Una punzada de rabia caliente me recorrió el pecho. ¡Qué torpe!, ¡Qué idiota! Isaac... Isaac sin apellido. ¿Por qué no le había exigido que me pagara la blusa en el momento? ¡Debí haberlo hecho! Ese pequeño incidente, que no debió ser nada, se había convertido en un problema insoluble. Ahora era demasiado tarde.
La frustración me hizo tomar la blusa y llevarla al lavabo. Abrí el grifo con brusquedad y empecé a frotar la mancha con agua fría, una y otra vez, con una fuerza inútil, una batalla personal contra la obstinada pigmentación del vino que había destrozado mi blusa, mi orden, mi control.
—¡Maldito torpe! —murmuré entre dientes, sintiendo cómo la impotencia crecía y mis puños se apretaban.
Si volvía a cruzarme con ese tal Isaac, no solo le cobraría el precio de la blusa, ¡le cobraría el doble por el disgusto! El enojo burbujeó de nuevo, mezclándose con la persistente resaca. Necesitaba calmarme. Tenía que enfocarme en lo importante.
Dejé la blusa remojando en el lavabo y finalmente me metí bajo la ducha caliente. El agua ayudó a relajar mis músculos tensos y a lavar la pesadez de la noche. Al salir, vestida con mi ropa cómoda, caminé hacia la cocina con la esperanza de encontrar algo ligero para desayunar.
Abrí el refrigerador para buscar jugo y mi mirada se detuvo en la foto de mi abuela pegada en la puerta. Su cálida sonrisa parecía iluminar la cocina. Extendí la mano y toqué el papel frío de la foto con suavidad. Ella, que venía de una familia trabajadora y honesta, me había inculcado el amor por la cocina desde niña.
Recuerdo quedarme fascinada viéndola preparar desde una sencilla sopa hasta platillos que parecían sacados de un libro de cocina elegante, cada ingrediente en su lugar, cada paso meticulosamente seguido.
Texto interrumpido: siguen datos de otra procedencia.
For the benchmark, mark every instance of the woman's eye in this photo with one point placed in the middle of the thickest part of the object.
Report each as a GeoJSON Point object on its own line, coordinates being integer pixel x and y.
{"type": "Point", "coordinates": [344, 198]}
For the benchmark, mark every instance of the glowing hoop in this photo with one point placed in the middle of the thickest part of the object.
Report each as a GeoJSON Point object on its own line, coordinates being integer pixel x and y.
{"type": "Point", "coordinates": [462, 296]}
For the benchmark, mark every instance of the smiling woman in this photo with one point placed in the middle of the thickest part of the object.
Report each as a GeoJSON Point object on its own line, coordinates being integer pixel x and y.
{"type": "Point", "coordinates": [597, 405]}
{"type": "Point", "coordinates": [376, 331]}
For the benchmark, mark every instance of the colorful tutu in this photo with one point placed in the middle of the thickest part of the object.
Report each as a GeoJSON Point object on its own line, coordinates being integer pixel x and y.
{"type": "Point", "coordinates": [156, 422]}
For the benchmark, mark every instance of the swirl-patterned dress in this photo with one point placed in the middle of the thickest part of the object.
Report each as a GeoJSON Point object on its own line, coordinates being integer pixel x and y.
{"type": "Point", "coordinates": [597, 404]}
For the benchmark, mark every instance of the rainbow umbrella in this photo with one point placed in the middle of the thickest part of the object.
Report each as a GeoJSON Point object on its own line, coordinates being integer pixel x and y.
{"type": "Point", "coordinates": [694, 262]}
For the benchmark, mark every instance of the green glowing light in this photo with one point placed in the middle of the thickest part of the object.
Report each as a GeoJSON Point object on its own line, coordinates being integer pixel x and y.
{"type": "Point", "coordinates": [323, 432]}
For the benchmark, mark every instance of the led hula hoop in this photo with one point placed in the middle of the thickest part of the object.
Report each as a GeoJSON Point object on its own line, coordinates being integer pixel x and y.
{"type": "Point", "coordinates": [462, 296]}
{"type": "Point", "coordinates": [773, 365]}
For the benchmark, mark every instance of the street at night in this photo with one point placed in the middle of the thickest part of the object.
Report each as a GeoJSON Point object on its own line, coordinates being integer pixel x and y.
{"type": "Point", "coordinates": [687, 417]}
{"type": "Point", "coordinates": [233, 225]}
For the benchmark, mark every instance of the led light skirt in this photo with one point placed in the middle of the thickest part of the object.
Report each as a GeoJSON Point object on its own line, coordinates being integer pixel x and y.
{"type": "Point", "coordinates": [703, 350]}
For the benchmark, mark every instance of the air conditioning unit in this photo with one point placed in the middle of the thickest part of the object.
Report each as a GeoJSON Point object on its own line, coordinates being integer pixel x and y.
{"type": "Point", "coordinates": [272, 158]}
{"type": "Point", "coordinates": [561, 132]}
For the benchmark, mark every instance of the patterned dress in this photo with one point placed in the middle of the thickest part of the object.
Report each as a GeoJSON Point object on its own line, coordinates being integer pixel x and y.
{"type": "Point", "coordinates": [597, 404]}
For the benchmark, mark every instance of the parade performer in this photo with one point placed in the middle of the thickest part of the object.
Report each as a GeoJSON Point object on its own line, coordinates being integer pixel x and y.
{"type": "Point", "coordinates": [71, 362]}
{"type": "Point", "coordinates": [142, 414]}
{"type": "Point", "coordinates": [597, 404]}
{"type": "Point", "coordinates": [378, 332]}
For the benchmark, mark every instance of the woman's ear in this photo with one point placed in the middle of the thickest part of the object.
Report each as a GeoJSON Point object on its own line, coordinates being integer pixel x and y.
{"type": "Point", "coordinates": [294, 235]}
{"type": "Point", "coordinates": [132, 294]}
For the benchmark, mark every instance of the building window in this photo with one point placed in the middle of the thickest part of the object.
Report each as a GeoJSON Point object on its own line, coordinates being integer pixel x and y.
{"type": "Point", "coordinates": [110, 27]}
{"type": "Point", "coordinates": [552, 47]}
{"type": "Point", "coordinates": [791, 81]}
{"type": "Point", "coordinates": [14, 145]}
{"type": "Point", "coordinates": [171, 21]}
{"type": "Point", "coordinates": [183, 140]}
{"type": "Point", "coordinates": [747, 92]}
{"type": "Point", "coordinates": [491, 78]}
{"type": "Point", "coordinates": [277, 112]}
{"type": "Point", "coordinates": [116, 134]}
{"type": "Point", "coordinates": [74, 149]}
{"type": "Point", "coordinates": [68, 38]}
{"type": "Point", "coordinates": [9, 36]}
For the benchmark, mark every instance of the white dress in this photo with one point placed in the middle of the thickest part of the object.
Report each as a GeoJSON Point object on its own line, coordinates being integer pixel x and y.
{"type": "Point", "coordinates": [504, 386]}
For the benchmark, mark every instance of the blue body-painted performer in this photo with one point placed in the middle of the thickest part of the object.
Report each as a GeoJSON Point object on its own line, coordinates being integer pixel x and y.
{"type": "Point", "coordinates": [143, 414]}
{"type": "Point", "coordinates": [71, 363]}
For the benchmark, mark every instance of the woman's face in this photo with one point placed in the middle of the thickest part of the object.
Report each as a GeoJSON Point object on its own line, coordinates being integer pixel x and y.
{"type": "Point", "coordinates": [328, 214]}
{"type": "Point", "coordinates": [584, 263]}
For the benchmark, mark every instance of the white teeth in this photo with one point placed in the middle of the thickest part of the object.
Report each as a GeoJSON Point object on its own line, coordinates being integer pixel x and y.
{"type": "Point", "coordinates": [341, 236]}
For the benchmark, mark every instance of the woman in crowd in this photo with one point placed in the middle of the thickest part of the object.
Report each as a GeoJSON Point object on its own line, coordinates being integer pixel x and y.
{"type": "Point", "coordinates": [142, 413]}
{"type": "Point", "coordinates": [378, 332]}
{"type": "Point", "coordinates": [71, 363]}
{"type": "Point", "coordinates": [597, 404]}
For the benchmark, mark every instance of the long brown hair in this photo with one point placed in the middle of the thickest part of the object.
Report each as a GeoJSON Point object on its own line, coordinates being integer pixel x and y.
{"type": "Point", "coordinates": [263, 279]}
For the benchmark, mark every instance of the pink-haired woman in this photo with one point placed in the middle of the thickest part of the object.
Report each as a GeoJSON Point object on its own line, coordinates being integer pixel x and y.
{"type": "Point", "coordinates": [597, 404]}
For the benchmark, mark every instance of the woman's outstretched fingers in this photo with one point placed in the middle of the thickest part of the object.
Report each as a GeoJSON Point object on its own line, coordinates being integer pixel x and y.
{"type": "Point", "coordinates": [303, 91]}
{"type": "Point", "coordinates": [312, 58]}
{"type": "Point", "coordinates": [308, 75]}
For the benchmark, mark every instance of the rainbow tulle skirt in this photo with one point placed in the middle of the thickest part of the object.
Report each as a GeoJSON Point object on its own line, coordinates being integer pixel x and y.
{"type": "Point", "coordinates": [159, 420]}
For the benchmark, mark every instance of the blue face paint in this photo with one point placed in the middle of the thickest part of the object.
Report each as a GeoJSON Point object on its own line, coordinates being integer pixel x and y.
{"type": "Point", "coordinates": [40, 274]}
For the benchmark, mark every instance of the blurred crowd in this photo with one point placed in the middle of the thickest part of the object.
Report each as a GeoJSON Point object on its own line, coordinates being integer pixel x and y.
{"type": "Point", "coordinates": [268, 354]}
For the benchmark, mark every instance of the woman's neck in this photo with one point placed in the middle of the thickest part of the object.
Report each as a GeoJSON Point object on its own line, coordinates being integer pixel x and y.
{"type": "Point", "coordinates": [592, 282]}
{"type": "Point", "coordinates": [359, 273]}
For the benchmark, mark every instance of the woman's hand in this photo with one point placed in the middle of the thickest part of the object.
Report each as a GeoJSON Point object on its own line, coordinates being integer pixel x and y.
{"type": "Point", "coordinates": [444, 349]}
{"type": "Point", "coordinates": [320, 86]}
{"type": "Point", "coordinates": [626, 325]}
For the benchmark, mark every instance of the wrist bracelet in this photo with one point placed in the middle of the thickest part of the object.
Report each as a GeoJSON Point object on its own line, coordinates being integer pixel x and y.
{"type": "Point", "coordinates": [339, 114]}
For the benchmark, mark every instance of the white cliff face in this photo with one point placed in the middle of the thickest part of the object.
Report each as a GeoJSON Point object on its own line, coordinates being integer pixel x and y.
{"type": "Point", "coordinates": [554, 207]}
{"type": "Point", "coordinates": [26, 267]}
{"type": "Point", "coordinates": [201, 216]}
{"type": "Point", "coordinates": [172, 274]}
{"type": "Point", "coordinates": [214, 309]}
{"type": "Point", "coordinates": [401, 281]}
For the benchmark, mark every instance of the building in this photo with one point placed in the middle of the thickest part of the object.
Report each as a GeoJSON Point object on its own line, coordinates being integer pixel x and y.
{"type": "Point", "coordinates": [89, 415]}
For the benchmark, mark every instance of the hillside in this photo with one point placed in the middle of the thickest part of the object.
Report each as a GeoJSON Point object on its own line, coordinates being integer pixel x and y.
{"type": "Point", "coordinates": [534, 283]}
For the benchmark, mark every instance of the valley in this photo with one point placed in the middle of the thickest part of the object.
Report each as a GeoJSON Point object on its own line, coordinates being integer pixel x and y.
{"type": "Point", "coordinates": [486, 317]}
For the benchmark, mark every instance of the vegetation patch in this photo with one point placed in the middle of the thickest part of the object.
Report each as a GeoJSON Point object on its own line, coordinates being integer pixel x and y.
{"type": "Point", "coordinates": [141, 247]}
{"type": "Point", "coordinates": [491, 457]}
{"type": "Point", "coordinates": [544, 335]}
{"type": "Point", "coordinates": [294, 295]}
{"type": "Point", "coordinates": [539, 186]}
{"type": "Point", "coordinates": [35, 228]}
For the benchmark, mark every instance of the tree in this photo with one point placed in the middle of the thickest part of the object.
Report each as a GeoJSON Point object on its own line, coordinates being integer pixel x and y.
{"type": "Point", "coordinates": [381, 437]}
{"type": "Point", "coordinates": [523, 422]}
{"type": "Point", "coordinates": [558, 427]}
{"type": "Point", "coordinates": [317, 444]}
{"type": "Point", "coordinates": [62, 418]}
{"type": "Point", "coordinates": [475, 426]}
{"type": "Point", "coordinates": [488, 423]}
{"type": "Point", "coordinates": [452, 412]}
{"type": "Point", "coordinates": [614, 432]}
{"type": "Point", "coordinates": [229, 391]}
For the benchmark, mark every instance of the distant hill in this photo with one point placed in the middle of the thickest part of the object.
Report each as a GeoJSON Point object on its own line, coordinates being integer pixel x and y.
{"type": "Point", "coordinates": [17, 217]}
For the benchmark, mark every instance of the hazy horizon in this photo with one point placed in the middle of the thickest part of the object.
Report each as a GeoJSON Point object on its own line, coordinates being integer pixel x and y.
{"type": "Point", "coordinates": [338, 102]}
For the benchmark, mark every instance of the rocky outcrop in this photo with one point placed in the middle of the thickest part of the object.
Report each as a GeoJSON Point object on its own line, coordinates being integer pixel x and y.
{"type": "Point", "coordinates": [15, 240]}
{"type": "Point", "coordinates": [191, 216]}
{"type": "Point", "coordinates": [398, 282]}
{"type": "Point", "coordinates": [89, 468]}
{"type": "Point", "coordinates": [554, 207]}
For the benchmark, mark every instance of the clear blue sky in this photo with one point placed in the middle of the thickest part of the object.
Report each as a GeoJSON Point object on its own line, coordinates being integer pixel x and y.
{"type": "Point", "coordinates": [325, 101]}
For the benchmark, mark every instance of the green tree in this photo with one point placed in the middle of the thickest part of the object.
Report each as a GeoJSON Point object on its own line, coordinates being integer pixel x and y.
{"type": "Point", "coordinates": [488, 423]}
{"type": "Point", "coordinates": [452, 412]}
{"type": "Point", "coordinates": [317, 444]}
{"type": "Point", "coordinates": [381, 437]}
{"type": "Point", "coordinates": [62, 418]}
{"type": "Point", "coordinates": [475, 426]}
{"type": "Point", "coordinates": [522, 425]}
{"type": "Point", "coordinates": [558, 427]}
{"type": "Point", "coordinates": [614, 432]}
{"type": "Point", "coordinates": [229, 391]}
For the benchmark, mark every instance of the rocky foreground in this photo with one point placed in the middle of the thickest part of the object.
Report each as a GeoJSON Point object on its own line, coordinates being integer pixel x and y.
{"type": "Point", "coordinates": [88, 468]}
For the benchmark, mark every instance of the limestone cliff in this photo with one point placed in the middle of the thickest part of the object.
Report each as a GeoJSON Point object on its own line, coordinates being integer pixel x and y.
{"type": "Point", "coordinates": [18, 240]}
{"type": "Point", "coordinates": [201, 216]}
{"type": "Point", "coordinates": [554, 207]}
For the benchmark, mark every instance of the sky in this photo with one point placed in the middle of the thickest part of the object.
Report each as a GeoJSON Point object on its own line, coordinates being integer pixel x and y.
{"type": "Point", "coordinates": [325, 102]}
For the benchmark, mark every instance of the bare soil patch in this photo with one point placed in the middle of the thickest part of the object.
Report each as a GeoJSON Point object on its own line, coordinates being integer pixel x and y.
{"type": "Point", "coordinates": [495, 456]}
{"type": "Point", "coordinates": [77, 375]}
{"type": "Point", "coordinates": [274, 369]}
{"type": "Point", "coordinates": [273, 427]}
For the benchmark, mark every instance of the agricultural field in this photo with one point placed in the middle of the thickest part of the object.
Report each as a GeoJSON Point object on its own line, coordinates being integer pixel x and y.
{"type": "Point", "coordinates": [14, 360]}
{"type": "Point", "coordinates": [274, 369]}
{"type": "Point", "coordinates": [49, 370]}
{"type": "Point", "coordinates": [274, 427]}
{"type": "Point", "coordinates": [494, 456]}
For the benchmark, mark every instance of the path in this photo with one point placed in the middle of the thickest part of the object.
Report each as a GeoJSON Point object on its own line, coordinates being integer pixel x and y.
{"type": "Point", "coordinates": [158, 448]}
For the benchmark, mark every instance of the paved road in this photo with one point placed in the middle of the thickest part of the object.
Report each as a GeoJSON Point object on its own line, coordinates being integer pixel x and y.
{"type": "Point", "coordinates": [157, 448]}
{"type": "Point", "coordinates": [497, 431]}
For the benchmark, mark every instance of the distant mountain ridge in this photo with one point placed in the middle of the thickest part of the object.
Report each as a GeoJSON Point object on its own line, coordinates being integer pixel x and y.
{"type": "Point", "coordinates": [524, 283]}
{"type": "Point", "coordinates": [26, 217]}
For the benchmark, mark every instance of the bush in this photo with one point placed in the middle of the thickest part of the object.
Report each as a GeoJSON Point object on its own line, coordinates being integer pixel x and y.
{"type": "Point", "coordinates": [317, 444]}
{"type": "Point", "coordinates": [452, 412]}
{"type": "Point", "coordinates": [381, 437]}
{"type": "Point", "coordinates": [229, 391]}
Mis padres se habían esforzado al máximo para que yo pudiera ir a Francia a especializarme y perseguir mi sueño de ser chef, quizás algún día tener mi propio restaurante. Un lugar donde la perfección y el control serían mi bandera.
Voy a lograrlo, abuela, pensé en silencio. Voy a ser la mejor, y sé que desde donde estés, estarás orgullosa de mí.
Tomé el teléfono y busqué el contacto de mi mamá. Ella siempre tuvo la solución para todo, incluso para las manchas imposibles.
—¿Mamá? ¡Hola! ¿Cómo estás? —pregunté, tratando de sonar lo más normal posible.
—Ay, hija, bien, ¿y tú? ¿Ya celebraste mucho anoche? —su tono cariñoso siempre lograba ablandar mi mal humor.
—Estuvo bien, sí... pero tuve un pequeño... accidente con mi blusa nueva —dije, vacilando un poco antes de continuar—. ¿Te acuerdas de la de seda de color coral? Pues... alguien me derramó vino tinto encima.
—¡Ay, no, mi niña! ¡Qué barbaridad! ¿Y no se quitó?
—Ya la intenté lavar un poco, pero nada. ¿Tú sabrás algún truco? Es mi favorita... y era nueva.
Hubo un breve silencio al otro lado de la línea.
—Ay, hija, la verdad es que el vino tinto en seda es complicado... He oído de algunos remedios con leche o sal, pero no te garantizo nada. Tendrías que buscar bien en internet o llevarla a una tintorería especializada, aunque no sé si podrán hacer milagros.